The best cameramen were ignorant of these new techniques. Second-rate cameramen had been able to study color photography in their free time, and now they used their knowledge to push their way back on the scene. A violent war broke out, but a solution was finally worked out: The cameramen experienced in color would handle the cameras and install the spotlights, while the aces of the black and white era would concentrate on angle
shots and regulate the lighting, in particular on the faces of the stars. This compromise produced rather scanty results, but it was still better than leaving important shooting to inexperienced cameramen merely because they were knowledgeable about color. The spotlights blinded the actors, to whom it was explained that this glaring light was absolutely necessary. The first films made under these conditions were mediocre. They owed their commercial success only to the appeal of the new technique. Thank God I was spared this cup, and I had the fortune never to have to make a color film for Paramount. I had only been “lent” to David O. Selznick for
The Garden of Allah.

Stage costumes present problems completely different from those of costumes for film. They are meant only for the human eye. That ought to simplify the matter. But unfortunately, here too, there are many difficulties to overcome. The fact that you face the audience directly is a considerable advantage and, at the same time, a considerable risk. Distance is the first problem. Only a few fortunate people sit in the first rows, which are already quite far from the actors. Consequently, clear and distinct accents must be placed. Accessories like rings and earrings are simply not visible, and on this point all efforts to recreate historical fidelity are useless.

Stage lighting that can change colors and forms also presents a problem. Unlike cinema, there are no close-ups. Everything is seen as a “long shot” and, consequently, the silhouette is of crucial importance. The actor's movements must be harmonious, since a “second take” is impossible.

Libraries and bookstores in every large city offer many works on this subject. The best way, however, is to draw inspiration from the actual play in order to find out what works best. “Historical” costumes are less problematic than modern ones, which should not strictly reflect current fashion, since clothes style quickly becomes passé. Since I was never really a stage actress, my opinion is based on the many plays I've seen in Europe, England, and America.

At all my performances I wore costumes that were works of art. Since I didn't have to hide behind an imaginary person, Jean Louis and I were able to devise dreamlike creations without, at the same time, being subject to the usual stage restrictions.

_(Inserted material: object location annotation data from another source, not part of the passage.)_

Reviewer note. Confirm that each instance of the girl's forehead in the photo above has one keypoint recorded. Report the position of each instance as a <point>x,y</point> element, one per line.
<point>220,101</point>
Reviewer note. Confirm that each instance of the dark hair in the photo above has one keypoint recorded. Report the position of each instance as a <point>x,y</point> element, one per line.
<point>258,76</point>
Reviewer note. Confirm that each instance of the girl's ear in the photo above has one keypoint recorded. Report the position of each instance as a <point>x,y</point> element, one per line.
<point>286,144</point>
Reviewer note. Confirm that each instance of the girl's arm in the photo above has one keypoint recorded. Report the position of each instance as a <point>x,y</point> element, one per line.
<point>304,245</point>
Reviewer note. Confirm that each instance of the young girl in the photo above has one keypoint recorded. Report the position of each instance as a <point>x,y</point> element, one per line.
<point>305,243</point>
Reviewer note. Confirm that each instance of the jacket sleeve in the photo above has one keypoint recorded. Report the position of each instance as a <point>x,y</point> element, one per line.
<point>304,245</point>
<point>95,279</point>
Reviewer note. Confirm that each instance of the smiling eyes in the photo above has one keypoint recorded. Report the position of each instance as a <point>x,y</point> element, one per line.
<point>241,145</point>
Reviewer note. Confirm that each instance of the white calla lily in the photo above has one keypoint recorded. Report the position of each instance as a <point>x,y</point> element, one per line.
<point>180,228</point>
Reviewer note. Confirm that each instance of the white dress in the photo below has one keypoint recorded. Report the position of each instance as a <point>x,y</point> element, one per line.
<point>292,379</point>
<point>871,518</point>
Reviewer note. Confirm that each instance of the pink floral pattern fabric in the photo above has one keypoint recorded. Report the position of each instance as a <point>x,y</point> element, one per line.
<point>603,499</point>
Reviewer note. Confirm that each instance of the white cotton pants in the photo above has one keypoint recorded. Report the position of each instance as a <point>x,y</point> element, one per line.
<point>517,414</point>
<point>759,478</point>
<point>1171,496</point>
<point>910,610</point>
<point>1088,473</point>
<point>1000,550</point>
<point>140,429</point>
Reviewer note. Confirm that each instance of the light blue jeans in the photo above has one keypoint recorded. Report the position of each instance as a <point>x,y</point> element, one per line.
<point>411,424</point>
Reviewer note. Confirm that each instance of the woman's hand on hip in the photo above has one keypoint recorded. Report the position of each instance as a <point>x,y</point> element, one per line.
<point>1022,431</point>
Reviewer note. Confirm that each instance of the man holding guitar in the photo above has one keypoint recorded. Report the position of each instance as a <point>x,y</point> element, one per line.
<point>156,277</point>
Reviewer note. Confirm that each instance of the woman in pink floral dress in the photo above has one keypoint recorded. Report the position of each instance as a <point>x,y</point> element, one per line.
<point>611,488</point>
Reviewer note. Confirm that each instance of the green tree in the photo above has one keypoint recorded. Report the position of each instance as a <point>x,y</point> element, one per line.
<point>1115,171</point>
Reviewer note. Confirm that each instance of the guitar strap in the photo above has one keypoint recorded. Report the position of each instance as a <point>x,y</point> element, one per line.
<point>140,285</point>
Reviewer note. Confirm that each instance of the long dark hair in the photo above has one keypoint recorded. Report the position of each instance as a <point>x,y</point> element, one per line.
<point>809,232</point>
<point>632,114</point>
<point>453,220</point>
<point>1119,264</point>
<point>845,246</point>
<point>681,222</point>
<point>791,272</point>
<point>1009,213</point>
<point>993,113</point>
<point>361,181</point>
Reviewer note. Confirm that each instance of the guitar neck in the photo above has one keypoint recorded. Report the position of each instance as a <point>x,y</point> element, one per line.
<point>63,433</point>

Jean Louis' creations metamorphosed me into a perfect, ethereal being, the most seductive there was. I have preserved some of his costumes—each one more magnificent than the other.

I am often asked where my preference for white tails and bow tie comes from, which I first wore at a performance in the fifties. It doesn't seem to be known that this is a very old idea. In 1900, an actress called Vesta Tilly—followed in 1910 by Ella Shields, particularly when she sang the song “Burlington Burty”—wore men's clothes. Other female artists of the British music hall imitated them. But that's not the only reason. If I have often appeared in tails, it was also for the reason that the best songs are written for men. For example, I absolutely wanted to sing Harold Aden's “One for My Baby, One More for the Road.” But it's impossible for a woman to stay in a barroom until a quarter to three in the morning. On the other hand, it's no problem for a man. That's the reason why I changed my costume with lightning speed and exchanged my dress for a tuxedo. I didn't want the audience to wait more than one or two minutes. That was an extremely hazardous undertaking. But it succeeded.

From that day on, I had a wide choice of cheerful, amusing, and sad songs at my disposal. I have carefully preserved a letter from Alan Jay Lerner, in which he assures me that in his opinion, I sing “Accustomed to Her Face” better than anyone else.